James Scullin (1876 -1953) was Prime Minister of Australia from October 1929 to January 1932. The GCMG is held at the National Library of Australia in Canberra.
1. Writing a biography
One form of communication about a Prime Minister can be through a biography.
A biography of a Prime Minister should tell us about:
- The person’s background
- His life before politics — and how that shaped his later life
- Why the person entered politics
- How the person became Prime Minister
- What the person achieved, and failed to achieve, as Prime Minister
- The influence of others on him in the role
- His life after the Prime Ministership
- An assessment or evaluation of the impact of the role on him, and his impact on the nation.

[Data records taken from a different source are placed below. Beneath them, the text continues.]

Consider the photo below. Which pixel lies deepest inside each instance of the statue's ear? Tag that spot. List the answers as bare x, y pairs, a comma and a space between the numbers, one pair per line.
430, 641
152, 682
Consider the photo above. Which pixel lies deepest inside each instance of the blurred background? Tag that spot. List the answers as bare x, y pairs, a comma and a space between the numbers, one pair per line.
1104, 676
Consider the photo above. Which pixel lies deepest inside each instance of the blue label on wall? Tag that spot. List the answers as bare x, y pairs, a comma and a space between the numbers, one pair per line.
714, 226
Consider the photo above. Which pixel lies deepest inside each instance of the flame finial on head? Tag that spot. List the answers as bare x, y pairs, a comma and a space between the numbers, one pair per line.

You should research these aspects, and then use the object as a way of focusing on or introducing your biographical story to your readers.
Your presentation can be as:
- A journalistic article
- An imaginary memoir
- A formal biographical article
- A PowerPoint-supported oral presentation
- A debate (e.g. that Prime Minister X contributed more to Australia than Prime Minister Y)
- Or some other format.
This object shows us the strength of the connection between Australia and Britain at that time.
Do we still have equally strong ties today? Two of the main ties are the role of the Queen as the Head of State, and the presence of the Union Jack in the Australian flag.
Should either of these be changed?
Prepare two debates:
- That Australia should become a republic
- That Australia should change its national flag.